Any ideas, references would be helpful.
Your notation $S^*$ is a bit misleading. So let me first restate your question (as I understand it). Let $A = \{a,b\}$, $L = A^* \setminus \{a, b, ab\}$ and let $$ S = \{(u_1, v_1), (u_2, v_2), \ldots, (u_n, v_n) \} $$ be a finite set of pair of words of $A^*$. You are asking for some sufficient condition on $S$ to guarantee that $$ L \subseteq \{u_1, v_1\}^* \cup \{u_2, v_2\}^* \cup \dotsm \cup \{u_n, v_n\}^* $$ Theorem. This happens if and only if one of the sets $\{u_i, v_i\}$ is equal to $A$.
Proof. The condition is clearly sufficient. To prove it is also necessary, first recall that a subset $P$ of $A^*$ is dense if, for every word $w \in A^*$, $A^*wA^* \cap P \not= \emptyset$. It is nondense otherwise.
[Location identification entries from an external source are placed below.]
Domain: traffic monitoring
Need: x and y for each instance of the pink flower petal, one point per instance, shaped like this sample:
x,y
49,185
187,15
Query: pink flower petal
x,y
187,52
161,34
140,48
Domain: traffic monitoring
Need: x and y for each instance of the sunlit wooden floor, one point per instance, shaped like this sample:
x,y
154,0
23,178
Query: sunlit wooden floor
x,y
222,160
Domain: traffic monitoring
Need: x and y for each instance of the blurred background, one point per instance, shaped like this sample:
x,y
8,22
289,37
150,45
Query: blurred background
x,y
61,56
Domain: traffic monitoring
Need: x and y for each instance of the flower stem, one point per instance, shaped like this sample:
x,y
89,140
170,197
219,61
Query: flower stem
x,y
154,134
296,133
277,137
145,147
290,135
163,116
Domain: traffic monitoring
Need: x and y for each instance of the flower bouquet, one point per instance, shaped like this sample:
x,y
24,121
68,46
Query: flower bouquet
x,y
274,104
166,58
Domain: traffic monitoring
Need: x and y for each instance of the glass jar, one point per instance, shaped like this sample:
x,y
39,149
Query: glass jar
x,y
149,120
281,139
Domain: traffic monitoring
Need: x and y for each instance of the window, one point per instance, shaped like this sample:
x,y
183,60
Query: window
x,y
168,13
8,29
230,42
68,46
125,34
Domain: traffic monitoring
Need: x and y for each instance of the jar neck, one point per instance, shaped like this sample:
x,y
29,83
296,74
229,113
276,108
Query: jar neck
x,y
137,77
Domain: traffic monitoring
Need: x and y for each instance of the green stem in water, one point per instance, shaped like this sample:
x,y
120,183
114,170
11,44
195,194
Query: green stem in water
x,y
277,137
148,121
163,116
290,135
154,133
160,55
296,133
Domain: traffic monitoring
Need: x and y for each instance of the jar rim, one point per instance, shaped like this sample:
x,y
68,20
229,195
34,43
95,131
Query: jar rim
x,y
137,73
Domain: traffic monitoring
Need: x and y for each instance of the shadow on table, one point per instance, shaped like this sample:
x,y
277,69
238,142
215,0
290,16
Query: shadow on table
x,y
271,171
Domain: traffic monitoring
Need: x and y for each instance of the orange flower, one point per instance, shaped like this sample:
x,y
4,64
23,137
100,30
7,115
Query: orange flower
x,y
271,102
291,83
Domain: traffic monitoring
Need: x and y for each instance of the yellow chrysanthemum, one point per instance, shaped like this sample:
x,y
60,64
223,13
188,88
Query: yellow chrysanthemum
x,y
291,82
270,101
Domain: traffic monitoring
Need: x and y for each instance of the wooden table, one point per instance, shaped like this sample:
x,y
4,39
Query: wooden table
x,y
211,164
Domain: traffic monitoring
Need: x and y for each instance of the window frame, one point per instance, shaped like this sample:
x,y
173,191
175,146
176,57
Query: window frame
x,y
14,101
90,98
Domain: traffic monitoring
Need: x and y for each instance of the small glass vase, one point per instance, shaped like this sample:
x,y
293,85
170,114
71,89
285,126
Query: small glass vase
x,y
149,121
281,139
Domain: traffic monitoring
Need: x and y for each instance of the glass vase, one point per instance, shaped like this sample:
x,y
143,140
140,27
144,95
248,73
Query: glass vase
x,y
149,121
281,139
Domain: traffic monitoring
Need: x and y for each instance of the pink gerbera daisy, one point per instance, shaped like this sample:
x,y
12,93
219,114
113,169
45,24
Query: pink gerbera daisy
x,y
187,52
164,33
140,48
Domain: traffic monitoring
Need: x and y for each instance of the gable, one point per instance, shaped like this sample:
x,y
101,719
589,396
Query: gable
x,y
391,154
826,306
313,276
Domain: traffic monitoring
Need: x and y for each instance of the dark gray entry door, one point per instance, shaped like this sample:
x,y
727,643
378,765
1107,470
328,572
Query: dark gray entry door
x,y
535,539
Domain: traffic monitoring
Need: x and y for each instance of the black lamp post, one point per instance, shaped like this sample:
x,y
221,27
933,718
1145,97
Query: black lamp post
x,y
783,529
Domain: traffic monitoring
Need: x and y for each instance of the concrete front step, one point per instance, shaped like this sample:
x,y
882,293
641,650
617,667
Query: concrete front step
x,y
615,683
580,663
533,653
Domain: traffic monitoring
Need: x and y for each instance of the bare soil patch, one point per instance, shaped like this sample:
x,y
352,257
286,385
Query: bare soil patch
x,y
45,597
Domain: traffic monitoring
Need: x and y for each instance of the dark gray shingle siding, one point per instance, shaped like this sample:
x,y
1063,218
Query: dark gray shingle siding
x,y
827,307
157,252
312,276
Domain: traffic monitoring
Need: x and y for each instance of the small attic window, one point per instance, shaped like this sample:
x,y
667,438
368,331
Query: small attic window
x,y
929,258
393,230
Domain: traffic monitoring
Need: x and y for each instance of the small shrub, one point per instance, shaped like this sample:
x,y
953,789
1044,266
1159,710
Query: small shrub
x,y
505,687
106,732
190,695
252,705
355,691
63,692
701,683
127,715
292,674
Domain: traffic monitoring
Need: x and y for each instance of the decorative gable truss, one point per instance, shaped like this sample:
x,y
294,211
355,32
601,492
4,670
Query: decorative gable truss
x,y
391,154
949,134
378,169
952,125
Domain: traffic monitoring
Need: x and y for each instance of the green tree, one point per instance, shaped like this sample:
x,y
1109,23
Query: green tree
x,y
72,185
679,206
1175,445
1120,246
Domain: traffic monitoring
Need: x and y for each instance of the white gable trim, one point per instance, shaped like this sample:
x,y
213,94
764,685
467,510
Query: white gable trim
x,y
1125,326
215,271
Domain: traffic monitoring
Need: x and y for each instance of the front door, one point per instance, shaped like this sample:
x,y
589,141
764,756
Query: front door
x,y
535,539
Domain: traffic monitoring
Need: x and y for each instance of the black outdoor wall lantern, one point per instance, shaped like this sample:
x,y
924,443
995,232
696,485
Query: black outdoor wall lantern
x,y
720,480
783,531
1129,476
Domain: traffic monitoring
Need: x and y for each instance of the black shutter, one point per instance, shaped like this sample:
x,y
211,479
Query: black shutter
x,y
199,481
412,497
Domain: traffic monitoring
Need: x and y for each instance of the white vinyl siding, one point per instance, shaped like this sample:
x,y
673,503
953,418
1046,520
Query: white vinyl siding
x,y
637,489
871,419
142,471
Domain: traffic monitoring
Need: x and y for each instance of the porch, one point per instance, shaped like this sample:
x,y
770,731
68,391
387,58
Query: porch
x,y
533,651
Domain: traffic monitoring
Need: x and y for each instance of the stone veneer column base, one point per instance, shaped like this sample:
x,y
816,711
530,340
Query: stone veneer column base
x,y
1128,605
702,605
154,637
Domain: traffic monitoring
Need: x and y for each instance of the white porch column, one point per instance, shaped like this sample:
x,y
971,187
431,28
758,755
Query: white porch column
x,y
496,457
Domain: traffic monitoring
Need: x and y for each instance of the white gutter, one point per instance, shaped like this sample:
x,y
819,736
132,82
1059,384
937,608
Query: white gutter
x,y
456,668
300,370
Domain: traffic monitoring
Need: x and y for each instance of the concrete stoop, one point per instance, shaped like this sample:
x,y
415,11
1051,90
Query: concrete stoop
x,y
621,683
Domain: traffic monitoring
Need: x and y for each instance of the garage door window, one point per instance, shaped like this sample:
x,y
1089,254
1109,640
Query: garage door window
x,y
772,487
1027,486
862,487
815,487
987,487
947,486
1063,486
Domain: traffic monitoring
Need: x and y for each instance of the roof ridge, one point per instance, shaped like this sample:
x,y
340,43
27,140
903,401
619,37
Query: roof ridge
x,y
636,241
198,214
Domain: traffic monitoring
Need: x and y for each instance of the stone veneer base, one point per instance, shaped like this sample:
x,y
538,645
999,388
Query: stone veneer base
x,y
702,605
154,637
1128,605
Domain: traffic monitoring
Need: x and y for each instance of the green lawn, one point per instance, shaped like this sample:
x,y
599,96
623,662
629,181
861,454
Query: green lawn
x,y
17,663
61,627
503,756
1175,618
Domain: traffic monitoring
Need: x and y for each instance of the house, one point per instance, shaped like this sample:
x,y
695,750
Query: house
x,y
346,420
For instance, $L$ is dense.
Step 1. Let $u, v \in A^*$. Then $\{u,v\}^*$ is dense if and only if $\{u,v\} = A$.
Let $n = 1 + 2\max\{|u|, |v|\}$. If $\{u,v\}^*$ is dense, there exist two words $x$ and $y$ such that $xa^ny \in X^*$. It follows that $u$ or $v$ is of the form $a^i$ for some $i > 0$. A similar argument shows that $u$ or $v$ is of the form $b^j$ for some $j > 0$. Thus $\{u, v\} = \{a^i, b^j\}$. I let you now verify that $\{u, v\}^*$ is dense if and only if $i = j = 1$.
Step 2. If $\{u_1, v_1\}^*, \{u_2, v_2\}^*, \dotsm \{u_n, v_n\}^*$ are nondense, then so is $\{u_1, v_1\}^* \cup \{u_2, v_2\}^* \cup \dotsm \cup \{u_n, v_n\}^*$.
Indeed, if $\{u_1, v_1\}^* \cap A^*w_1A^* = \emptyset$, $\{u_2, v_2\}^* \cap A^*w_2A^* = \emptyset$, $\dots$, $\{u_n, v_n\}^* \cap A^*w_nA^* = \emptyset$, then $$ \bigl(\{u_1, v_1\}^* \cup \{u_2, v_2\}^* \cup \dotsm \cup \{u_n, v_n\}^*\bigr) \cap A^*w_1w_2 \dotsm w_nA^* = \emptyset $$ Final step. If none of the sets $\{u_i, v_i\}$ is equal to $A$, then the sets $\{u_i, v_i\}^*$ are nondense by Step 1, and so is their union by Step 2. Thus this union cannot contain the dense set $L$.